We got to Invermoriston finally - it must have been about 9 o’ clock and no sign of the support crew so we went to the Glenmoriston Arms. We must thank the staff who cooked us some chips and supplied us with coke and a comfy seat – we had completely run out of money! At last the support crew turned up and in the privacy of our little tent I popped the most horrible blister on my foot, must had been at least a litre of puss in it. Yuck.

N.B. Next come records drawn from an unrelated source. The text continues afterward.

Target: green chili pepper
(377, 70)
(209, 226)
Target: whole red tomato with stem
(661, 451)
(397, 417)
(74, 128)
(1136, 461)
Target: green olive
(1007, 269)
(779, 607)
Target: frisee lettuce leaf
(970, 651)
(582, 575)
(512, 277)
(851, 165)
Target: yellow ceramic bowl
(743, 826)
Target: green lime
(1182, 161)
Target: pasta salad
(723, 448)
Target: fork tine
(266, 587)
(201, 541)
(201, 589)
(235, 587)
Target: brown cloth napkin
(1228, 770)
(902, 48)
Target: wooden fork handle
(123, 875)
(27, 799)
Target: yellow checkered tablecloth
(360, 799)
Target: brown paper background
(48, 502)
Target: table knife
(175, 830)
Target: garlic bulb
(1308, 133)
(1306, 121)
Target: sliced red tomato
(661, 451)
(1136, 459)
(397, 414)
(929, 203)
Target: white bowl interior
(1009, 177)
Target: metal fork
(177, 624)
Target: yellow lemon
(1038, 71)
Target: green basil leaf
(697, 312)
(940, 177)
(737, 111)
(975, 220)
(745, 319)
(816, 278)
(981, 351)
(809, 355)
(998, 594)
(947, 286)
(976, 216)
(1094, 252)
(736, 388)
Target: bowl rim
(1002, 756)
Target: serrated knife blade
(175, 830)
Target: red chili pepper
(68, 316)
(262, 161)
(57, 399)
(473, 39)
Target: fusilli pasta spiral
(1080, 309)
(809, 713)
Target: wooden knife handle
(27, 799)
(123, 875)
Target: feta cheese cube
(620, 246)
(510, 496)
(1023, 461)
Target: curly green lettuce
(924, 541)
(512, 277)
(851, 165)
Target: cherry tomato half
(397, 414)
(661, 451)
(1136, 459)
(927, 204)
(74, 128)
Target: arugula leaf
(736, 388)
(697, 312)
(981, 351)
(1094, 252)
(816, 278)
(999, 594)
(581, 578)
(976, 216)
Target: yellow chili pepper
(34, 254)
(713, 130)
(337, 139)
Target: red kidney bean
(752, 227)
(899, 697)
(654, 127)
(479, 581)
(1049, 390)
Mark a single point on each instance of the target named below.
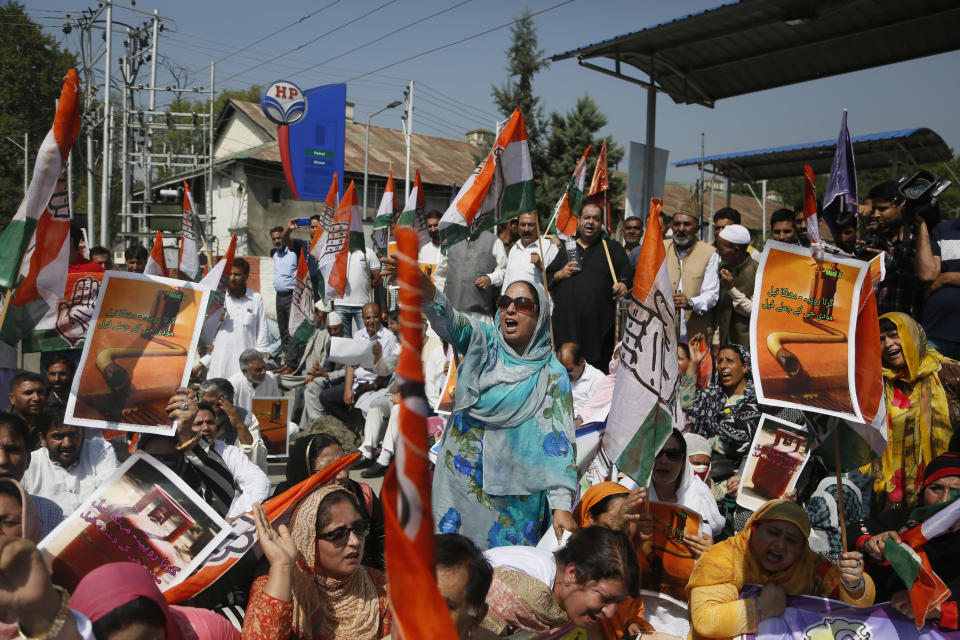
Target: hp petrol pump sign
(283, 102)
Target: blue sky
(455, 81)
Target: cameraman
(938, 263)
(896, 236)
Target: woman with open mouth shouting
(506, 462)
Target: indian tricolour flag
(190, 238)
(415, 211)
(645, 395)
(500, 189)
(156, 263)
(217, 280)
(301, 308)
(568, 209)
(385, 216)
(35, 246)
(332, 248)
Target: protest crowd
(552, 454)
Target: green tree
(569, 135)
(32, 67)
(524, 60)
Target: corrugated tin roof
(873, 151)
(440, 160)
(753, 45)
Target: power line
(322, 35)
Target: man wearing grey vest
(475, 270)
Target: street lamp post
(366, 152)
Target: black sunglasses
(522, 303)
(339, 536)
(672, 454)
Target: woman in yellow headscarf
(919, 417)
(772, 551)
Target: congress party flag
(217, 280)
(190, 239)
(385, 215)
(35, 246)
(500, 189)
(406, 489)
(415, 211)
(332, 248)
(568, 209)
(301, 309)
(156, 263)
(644, 398)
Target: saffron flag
(386, 215)
(406, 489)
(332, 248)
(500, 189)
(217, 280)
(645, 393)
(415, 211)
(35, 209)
(238, 554)
(35, 246)
(568, 209)
(600, 185)
(810, 205)
(301, 309)
(190, 238)
(156, 263)
(842, 184)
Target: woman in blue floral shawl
(506, 463)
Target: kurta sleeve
(716, 611)
(266, 618)
(450, 324)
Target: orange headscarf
(592, 496)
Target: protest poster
(137, 351)
(143, 513)
(665, 560)
(273, 414)
(811, 618)
(779, 452)
(802, 330)
(65, 324)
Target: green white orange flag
(216, 280)
(332, 248)
(35, 246)
(642, 413)
(500, 189)
(419, 611)
(301, 308)
(190, 238)
(568, 209)
(385, 215)
(156, 263)
(415, 211)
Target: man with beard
(524, 261)
(243, 324)
(585, 293)
(694, 274)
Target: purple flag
(843, 178)
(809, 618)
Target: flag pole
(543, 271)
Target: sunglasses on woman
(522, 303)
(339, 536)
(671, 454)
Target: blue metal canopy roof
(753, 45)
(876, 150)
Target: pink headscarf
(113, 585)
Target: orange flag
(419, 611)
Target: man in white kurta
(243, 325)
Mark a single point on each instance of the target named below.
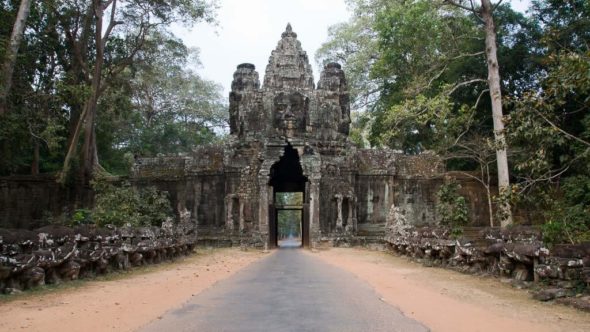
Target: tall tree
(12, 51)
(136, 19)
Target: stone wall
(517, 254)
(28, 201)
(53, 254)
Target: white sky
(250, 29)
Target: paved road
(287, 291)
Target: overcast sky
(250, 29)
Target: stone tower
(288, 135)
(288, 104)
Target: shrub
(119, 205)
(81, 217)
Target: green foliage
(81, 217)
(54, 68)
(452, 208)
(568, 219)
(289, 223)
(124, 204)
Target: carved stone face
(290, 111)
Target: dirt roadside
(446, 300)
(123, 304)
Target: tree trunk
(12, 51)
(498, 117)
(89, 156)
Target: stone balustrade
(53, 254)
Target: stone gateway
(288, 135)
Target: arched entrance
(288, 204)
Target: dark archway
(286, 176)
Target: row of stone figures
(53, 254)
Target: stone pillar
(197, 197)
(229, 221)
(314, 211)
(339, 224)
(263, 205)
(349, 220)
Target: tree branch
(559, 129)
(466, 83)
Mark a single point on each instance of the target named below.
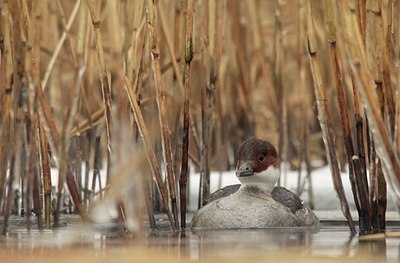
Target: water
(79, 243)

Day 9: Great Glen WayThe last day and a near overwhelming sense of relief. Got up at 7, we needed an early start to cover the 28 miles we had to do to complete the day. My mum walked with us to Drumnadrochit which was an enjoyable walk, although I don’t think any of us were prepared for the accent, decent and then more accent! Climbed up 600 feet above Loch Ness and had an amazing view of the cloud inversion covering the Loch. We also saw some amazing spider’s webs in the dew. Perfect blue skies and easy paths all the way to Drumnadrochit made this stretch the most enjoyable part of the Great Glen Way. We refuelled on Lucozade and sandwiches in Drumnadrochit. I also took the time to rig up an entertainment system to keep us both motivated for the last stretch, creatively constructing a jukebox by using insulating tape, an iPod dock and the back of my rucksack. Powered on ahead at the fastest pace we had been walking at so far, motivated to get finished. Gavin and I were both unbelievably exhausted and our feet were in agony, the sooner we finished this the better!! Paths were easy from now on although it is a long hard climb out of Drumnadrochit. The walking ranged from moorland to forest paths and a good 2 miles on the road. When it started to get dark and we had our first view of Inverness, it felt amazing. Both our feet being numb from the pain but also being so motivated to finish we decided to run all the way to Inverness from here and it must have been a good 6 miles until we emerged from the forest and started heading downhill to street lamps. As we both came flying out onto the pavement we pretty much collapsed in a heap. Our parade was then **** on when a local told us we still had a couple of miles left. Now you can’t imagine the pain our feet were in when we started walking again. Like nothing I have ever experienced in my life. Soon enough we reached Inverness Castle and it’s up there as one of the best moments of my life. The support crew and more Grandparents, Gav’s dad and some friends were all there with Champagne. We were both utterly exhausted but so pleased to have completed the whole trek – and on target.
I had an amazing time doing the walk and my biggest thanks goes to Gav for sharing it with me. I managed to raise nearly £1500, so thank you to all who sponsored me. It was great to be taken seriously by all the other walkers/landlords/shop keepers and those memories will stay with me forever. Thank you to my support crew. Thank you to my big bro for the loan of his socks and to my little bro for directions. Thank you to Islavale for letting me have the time off and I’m sorry I missed the win against Luncarty!